Él
vio el amor resplandecer en sus ojos, que esa noche fueron estrellas refulgentes.
Ella brillaba radiante a pesar de todas las tribulaciones que existían en el
pensamiento de él. Sentados en aquel café ella quiso conocer un sueño, por
el cual había nacido aquel amor, por el cual aquella historia existía exultante. Pero él
calló sabiendo que confesar su secreto prometía el final. Y ya estaba demasiado involucrado,
demasiado inmerso en su interior ardiente, demasiado perdido por ella. ¿Cómo podría
dejar de amarla si sólo pensaba y fantaseaba con sus ojos, con sus labios, con
su cuerpo pálido a la luz trémula de la luna? Así que simplemente calló todo lo que
tenía que decir y se entregó a ese viejo e inesperado amor.
Él
no escuchó las voces ni la música, no miró la gente ni las calles. No puso
atención a nada. Esa noche lo único real fue ella ahí sentada frente a él;
mirándole, augurando un amor intenso y rabioso, que juraba arrebatar hasta el
último aliento de su vida. Y entonces él la miró fijamente a los ojos buscando algo y
por lo que vio él creyó que valdría la pena morir.

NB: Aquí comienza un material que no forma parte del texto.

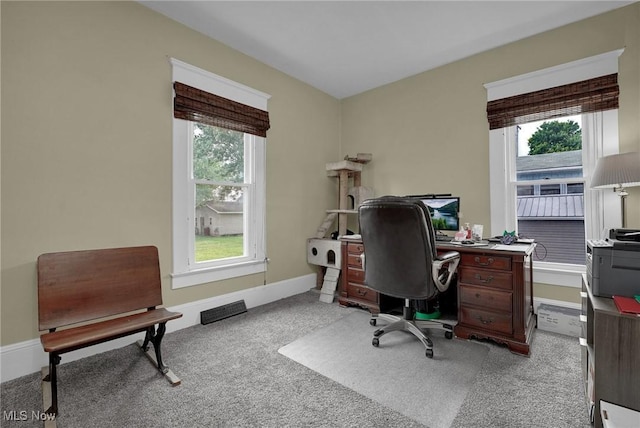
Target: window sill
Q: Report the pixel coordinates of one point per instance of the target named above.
(203, 276)
(558, 274)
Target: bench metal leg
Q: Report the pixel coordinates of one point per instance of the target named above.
(52, 378)
(155, 337)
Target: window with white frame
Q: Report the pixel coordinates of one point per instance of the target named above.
(219, 130)
(519, 179)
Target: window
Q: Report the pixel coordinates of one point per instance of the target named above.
(548, 162)
(218, 180)
(526, 194)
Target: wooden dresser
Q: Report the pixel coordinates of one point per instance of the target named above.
(495, 292)
(352, 291)
(495, 295)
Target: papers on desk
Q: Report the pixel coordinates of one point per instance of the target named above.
(512, 247)
(354, 237)
(474, 244)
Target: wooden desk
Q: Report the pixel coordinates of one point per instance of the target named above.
(495, 291)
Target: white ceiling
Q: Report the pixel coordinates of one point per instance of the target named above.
(347, 47)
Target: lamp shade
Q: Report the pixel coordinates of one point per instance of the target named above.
(621, 170)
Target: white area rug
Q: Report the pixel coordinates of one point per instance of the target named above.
(397, 374)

Así que se despidió, la acompañó al
taxi y se marchó para tragarse una bala en nombre de ese amor que tanto miedo
le provocaba.
Escondido
entre las sombras de la noche sintió el tacto frío de la muerte quien susurraba
excitada a su oído que lo hiciera, que se atreviera. El viento acariciaba
su rostro surcado por la pena y el llanto. El sabor a metal y óxido invadieron su gusto y se
sintió extasiado mientras decía adiós agradecido por morir enamorado, porque ella
lo amara casi igual como él la amaba a ella. Puso el dedo en el gatillo y la
luz del viejo faro lamió sus lágrimas y su dolor. Y entonces repentinamente supo que no lo
haría una vez más. Una vez más se acobardaría. Más días vendrían y habría que
vivir con la ausencia de ella, con la maldita incertidumbre; tendría que vivir
con el temor de no saber si aquella noche habrá sido la última en que vería sus
ojos invadidos de amor, inyectados de aquella pasión que sólo ella poseía y
concedía. Y es que él más que nadie sabe que el amor no es vida. El amor es
morir; lentamente, dulcemente, pero es morir.